‘Anyone who goes into a public place armed with a knife and uses it to kill must anticipate commensurate punishment,” a judge said as he jailed a man for life for murdering a Sheffield dad.
Dressed in a grey Nike t-shirt and tracksuit bottoms, Danny Trotter, said nothing as he was taken down to begin a life sentence, with a minimum term of 22 years.
He was found unanimously guilty of the murder of 31-year-old Gavin Singleton on Wednesday, following a two-week trial at Sheffield Crown Court.
Mr Justice Nicklin told him: “I fully recognise the public concern about knife crime. The Court of Appeal has stated, clearly, that murders like that of Gavin Singelton outrage and horrify our community. Anyone who goes into a public place, armed with a knife or other weapon, and who uses it to kill, must anticipate punishment commensurate with that justified outrage and public concern.
Mr Singleton’s mother described the devastating affect his death has had on their entire family.
She said: “Gavin has left a big hole in all our lives and will be missed terribly, every day, but no more so than by his 11-year-old boy who will now grow up not doing what children do best with their fathers, playing games, birthdays and Christmas. This has been taken from him at such a young age.”
Trotter was also found guilty of wounding Mr Singleton’s friend, Scott Fauvel, who was stabbed in the leg during the same incident on September 23 last year. He pleaded guilty to possession of an offensive weapon and supply of a Class A drug prior to the trial.
The court heard how Mr Singleton and his friend, Scott Fauvel, had been enjoying a night out together in the hours prior to the attack.
The pair went to the Rawson Spring pub in Hillsborough so Mr Singleton could buy cocaine from Trotter, who was described as being a ‘low-level dealer’ by Mr Justice Nicklin.
Mr Singleton failed to pay for the drugs, and a heated argument erupted between him and Trotter in the alleyway next to the pub.
Trotter stabbed Mr Fauvel first, before turning his attention to Mr Singleton.
“You delivered four very forceful stabs to Mr Singleton with the knife. One of these blows caused what proved to be a fatal injury,” said Mr Justice Nicklin.
He added: “You contended that you had stabbed Mr Singleton in self-defence. Anyone who watched the CCTV footage could see that you were not acting in self-defence. You pursued an unarmed man and stabbed him.
“When you were cross-examined, you accepted that you had attacked Mr Singleton because you needed to enforce the drugs deal that Mr Singleton had reneged on. It was an act of retribution.”
The court was told how Mr Singleton collapsed around two minutes after the first stab wound and never regained consciousness.

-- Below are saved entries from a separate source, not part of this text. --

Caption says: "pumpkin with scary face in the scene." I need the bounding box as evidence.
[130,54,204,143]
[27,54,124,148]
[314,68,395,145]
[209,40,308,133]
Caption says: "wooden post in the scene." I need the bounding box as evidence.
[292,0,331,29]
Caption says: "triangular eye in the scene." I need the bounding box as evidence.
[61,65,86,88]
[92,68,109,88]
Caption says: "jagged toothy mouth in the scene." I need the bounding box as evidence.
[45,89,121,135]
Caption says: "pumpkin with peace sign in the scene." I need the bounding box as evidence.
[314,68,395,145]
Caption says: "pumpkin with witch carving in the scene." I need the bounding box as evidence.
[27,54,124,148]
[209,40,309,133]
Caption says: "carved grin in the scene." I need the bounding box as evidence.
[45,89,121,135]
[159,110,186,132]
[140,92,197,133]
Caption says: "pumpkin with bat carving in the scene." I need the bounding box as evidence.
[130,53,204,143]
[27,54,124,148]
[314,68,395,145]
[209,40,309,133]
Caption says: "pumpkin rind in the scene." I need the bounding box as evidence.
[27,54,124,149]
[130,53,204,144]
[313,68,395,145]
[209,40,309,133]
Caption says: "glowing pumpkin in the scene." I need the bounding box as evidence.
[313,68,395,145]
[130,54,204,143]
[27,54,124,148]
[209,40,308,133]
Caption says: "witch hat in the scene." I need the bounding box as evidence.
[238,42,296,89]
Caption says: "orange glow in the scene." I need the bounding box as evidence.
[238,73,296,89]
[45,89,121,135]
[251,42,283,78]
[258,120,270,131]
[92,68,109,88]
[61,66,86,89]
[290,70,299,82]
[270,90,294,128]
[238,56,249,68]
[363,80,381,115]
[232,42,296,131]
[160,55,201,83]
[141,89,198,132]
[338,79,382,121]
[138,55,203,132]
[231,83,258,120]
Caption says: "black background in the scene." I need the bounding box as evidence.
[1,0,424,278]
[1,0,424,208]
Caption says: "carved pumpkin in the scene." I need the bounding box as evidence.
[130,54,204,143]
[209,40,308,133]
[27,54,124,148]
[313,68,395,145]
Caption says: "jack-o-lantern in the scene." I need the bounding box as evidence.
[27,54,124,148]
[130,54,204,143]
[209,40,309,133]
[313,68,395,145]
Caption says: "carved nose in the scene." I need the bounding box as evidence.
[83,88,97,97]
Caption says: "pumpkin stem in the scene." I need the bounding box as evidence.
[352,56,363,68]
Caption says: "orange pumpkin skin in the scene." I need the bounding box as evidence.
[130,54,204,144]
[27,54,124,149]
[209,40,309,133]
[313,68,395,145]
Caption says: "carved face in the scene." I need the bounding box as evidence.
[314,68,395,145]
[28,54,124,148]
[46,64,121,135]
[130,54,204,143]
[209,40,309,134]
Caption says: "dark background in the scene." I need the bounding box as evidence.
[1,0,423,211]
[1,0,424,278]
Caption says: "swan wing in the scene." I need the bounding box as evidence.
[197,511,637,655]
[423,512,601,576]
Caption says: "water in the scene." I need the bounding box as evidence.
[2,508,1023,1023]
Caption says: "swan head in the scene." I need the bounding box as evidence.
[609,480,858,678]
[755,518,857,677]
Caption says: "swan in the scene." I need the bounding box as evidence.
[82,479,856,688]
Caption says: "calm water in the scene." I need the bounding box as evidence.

“The prolonged cardiac arrest caused by the stabbing meant Mr Singleton had suffered irretrievable brain damage. Tragically, his family had to make the dreadfully painful decision to withdraw his life support on October 1, 2018. Mr Singleton died, never having regained consciousness on October 6, 2018,” said Mr Justice Nicklin.
Defending, John Elvidge QC, said: “This case provides a strong example of the dangers of carrying a knife, and then getting involved in a dispute and resorting to use of that knife during the course of that dispute, with appalling consequences for very many people.”
In mitigation, Mr Elvidge described Trotter as young man with a ‘difficult background,’ who does not have any previous convictions for violence. “Mr Trotter did not set out to kill,” said Mr Elvidge.
Referring to the knife attack on Mr Fauvel, Mr Elvidge said: “We do make the point of a struggle, we make the point of [the stab wound being inflicted] to the leg, we make the point of a single stab wound.”